Google's AlphaZero, a computer algorithm running on Google's AI-specific Tensorflow processing units, has managed to learn, master and then dominate the game of chess in just four hours.
Google's DeepMind AI offspring, AlphaZero, took four hours to teach itself how to play chess and then proceeded to demolish the best, highest rated chess computer, Stockfish. After 100 games, AlphaZero racked up 28 wins and zero losses.
Chess can be incredibly complex, with possible position totals that exceed 10100 possibilities.
Google's algorithm used self-play reinforcement learning, starting at a chess rating of ten and took 700,000 iterative training steps over four hours before taking on Stockfish. During its training phase, the algorithm had no access to opening books or endgame tables. It simply played a large number of iterative games against itself.
This training session ran on 5,000 first-generation Google Tensorflow Processing Units (TPUs) to generate the self-played games. It also used 64 second-generation TPUs to train the neural networks for those games. During the match, AlphaZero ran on a single machine with four TPUs. Stockfish ran on a single machine with 64 threads and a hash size of 1GB.

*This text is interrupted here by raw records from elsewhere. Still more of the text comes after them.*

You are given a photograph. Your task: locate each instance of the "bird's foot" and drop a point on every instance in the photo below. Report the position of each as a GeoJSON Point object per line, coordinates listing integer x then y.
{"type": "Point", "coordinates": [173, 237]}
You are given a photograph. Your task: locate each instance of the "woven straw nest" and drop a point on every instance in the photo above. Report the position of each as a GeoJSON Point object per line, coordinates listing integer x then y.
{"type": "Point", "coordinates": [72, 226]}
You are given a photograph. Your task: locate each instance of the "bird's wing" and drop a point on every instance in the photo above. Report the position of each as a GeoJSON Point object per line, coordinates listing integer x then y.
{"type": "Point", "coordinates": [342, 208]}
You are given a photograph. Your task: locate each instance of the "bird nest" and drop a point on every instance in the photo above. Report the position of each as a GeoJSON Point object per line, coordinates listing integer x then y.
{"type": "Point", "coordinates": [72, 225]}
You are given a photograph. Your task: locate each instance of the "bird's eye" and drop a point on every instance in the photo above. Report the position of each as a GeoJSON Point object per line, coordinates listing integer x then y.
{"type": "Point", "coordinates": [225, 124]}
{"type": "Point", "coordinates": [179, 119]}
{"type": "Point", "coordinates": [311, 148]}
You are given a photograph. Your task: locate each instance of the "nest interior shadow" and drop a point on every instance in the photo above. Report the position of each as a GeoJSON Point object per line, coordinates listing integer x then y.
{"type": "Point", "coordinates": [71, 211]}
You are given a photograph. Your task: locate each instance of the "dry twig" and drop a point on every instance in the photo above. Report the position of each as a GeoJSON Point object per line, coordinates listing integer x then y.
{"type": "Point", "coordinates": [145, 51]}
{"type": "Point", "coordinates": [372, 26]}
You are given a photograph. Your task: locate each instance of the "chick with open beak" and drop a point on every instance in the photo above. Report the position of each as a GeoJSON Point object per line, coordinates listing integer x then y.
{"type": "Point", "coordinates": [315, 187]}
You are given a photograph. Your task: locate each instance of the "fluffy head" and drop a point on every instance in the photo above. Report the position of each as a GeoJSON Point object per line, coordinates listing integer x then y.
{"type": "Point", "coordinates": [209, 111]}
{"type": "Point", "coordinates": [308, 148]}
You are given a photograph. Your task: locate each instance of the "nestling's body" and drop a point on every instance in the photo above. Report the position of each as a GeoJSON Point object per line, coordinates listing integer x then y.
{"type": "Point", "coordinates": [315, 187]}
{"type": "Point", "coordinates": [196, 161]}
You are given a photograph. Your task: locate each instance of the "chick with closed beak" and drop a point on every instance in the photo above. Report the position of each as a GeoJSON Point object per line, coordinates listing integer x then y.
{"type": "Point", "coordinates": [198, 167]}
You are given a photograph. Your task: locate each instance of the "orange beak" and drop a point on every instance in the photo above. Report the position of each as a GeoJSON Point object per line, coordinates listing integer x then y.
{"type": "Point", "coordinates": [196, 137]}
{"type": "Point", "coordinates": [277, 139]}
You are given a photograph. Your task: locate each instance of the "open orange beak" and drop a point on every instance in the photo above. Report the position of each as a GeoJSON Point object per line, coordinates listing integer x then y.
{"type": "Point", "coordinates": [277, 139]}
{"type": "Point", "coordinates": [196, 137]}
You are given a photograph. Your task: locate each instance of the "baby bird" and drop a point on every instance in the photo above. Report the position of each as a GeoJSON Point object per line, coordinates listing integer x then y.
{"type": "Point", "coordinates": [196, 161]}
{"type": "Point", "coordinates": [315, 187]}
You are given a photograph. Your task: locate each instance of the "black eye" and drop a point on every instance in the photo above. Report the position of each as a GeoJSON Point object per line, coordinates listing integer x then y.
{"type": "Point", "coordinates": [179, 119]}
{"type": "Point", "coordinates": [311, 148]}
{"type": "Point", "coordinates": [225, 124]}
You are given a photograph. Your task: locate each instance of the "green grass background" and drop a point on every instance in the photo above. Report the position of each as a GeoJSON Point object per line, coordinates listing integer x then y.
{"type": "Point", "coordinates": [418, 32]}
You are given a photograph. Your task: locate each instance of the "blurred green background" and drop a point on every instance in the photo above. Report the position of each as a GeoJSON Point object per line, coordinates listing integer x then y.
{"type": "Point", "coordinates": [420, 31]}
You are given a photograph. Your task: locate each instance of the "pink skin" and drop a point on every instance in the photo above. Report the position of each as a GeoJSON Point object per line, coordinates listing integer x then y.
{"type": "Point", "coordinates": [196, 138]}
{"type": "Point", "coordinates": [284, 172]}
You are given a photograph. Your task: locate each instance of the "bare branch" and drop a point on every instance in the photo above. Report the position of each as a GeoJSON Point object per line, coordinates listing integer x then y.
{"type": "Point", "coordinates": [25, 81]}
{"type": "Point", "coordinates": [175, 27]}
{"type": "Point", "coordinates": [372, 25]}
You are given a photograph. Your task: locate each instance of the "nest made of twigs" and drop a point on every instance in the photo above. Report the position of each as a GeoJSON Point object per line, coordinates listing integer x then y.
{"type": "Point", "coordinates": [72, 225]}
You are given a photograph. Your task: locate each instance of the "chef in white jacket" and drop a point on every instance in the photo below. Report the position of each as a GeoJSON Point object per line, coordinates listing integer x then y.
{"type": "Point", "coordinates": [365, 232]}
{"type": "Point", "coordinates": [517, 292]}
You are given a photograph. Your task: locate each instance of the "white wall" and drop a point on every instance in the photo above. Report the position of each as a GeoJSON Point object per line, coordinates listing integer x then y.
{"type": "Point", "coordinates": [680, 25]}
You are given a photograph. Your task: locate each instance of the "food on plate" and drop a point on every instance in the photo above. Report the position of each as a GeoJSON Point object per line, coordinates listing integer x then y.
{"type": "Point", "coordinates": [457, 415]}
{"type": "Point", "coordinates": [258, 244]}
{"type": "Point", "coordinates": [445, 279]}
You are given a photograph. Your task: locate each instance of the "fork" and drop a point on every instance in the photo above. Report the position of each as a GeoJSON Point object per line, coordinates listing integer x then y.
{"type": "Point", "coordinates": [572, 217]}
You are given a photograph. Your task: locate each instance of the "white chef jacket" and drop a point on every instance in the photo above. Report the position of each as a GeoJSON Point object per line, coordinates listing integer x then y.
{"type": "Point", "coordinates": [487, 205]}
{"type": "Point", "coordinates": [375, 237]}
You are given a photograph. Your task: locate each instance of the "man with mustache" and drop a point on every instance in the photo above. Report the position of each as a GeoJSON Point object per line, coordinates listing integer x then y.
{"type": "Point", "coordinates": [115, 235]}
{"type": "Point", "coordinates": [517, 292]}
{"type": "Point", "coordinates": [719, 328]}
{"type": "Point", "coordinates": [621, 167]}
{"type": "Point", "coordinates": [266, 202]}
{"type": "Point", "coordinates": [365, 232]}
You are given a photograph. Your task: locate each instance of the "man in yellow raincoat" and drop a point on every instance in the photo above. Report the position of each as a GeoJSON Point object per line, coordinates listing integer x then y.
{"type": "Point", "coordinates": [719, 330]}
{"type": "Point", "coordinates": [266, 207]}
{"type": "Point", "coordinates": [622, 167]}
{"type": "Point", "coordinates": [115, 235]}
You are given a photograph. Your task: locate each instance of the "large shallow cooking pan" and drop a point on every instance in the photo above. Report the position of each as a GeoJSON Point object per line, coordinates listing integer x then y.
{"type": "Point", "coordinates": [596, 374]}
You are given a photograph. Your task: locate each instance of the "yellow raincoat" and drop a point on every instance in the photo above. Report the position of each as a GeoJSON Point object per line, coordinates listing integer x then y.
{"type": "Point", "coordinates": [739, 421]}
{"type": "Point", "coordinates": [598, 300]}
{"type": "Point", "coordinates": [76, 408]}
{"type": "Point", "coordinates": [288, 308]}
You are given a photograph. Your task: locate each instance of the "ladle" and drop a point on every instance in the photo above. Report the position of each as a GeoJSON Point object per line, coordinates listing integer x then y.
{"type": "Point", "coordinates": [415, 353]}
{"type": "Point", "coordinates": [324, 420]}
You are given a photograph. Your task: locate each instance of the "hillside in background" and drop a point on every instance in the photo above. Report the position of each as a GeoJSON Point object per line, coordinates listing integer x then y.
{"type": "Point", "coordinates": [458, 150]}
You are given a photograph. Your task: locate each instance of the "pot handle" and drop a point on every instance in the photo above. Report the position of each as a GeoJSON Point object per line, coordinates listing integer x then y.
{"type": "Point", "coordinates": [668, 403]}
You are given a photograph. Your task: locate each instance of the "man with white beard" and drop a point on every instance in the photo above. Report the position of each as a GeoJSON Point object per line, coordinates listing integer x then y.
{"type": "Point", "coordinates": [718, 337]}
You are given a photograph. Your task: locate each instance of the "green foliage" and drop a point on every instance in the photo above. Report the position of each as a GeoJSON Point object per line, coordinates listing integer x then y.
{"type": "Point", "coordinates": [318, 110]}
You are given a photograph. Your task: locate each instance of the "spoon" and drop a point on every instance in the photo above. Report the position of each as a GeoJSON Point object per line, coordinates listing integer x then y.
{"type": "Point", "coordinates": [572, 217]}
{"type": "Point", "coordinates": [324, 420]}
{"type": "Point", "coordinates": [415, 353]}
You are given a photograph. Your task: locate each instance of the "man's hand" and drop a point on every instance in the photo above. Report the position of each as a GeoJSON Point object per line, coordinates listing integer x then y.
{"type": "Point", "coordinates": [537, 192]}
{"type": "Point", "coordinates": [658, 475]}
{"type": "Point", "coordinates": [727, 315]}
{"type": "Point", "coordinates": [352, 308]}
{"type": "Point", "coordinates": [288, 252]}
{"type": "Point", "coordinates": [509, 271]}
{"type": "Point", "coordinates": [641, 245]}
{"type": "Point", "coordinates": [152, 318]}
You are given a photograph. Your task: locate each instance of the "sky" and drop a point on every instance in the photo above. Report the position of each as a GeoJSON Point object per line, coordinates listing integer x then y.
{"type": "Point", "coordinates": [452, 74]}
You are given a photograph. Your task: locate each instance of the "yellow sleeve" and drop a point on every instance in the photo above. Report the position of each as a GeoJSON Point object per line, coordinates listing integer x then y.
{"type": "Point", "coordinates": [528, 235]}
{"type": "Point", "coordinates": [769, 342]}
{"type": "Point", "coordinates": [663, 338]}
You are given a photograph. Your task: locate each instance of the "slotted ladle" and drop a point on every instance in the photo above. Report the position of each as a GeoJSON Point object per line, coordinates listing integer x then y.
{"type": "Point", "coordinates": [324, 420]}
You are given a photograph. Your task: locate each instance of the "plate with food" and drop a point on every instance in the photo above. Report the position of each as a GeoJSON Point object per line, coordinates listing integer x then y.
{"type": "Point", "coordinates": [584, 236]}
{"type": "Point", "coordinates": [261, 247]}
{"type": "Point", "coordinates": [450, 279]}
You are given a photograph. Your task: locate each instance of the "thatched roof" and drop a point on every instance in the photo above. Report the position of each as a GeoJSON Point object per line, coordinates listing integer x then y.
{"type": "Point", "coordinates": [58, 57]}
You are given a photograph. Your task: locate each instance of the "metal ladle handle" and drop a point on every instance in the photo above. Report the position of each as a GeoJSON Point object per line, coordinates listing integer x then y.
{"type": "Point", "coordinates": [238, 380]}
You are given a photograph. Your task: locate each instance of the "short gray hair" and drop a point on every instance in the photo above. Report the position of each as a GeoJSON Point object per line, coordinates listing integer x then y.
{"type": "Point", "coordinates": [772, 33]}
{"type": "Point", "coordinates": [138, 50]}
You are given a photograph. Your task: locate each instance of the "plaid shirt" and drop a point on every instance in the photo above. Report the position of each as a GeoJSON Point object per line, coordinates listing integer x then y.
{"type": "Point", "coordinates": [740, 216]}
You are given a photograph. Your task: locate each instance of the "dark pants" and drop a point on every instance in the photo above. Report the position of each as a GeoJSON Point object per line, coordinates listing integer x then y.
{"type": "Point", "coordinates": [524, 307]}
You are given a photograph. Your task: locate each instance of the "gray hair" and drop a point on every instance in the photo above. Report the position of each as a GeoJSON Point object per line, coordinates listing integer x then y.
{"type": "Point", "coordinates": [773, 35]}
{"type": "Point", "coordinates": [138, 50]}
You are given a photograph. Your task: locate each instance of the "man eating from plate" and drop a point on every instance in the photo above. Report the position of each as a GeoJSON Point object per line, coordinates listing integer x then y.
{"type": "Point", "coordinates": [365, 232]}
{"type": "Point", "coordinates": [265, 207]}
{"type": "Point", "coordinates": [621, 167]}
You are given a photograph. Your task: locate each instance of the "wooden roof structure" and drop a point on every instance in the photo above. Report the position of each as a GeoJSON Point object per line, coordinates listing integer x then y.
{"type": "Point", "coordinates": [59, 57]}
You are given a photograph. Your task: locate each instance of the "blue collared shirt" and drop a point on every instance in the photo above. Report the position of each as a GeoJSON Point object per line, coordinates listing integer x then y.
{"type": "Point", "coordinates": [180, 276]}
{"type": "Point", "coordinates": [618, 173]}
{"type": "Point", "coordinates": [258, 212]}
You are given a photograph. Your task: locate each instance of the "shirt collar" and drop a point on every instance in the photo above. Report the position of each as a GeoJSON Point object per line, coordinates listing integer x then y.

During a multiple-game tournament, both algorithms were given one minute per move. During play, Stockfish searched 70 million positions per second, while AlphaZero searched only 80,000 in the same time period.
The full result of the 100 game match gave AlphaZero 28 wins and zero losses, but 72 draws. Of those 28 wins, 25 came as white and only three as black.
We should notice here that AlphaZero made up its own opening book, meaning Stockfish could not make use of its considerable opening preparation.
Google estimates that each TPU is capable of delivering up to 225,000 predictions per second. A regular old CPU can muster just over 5,000.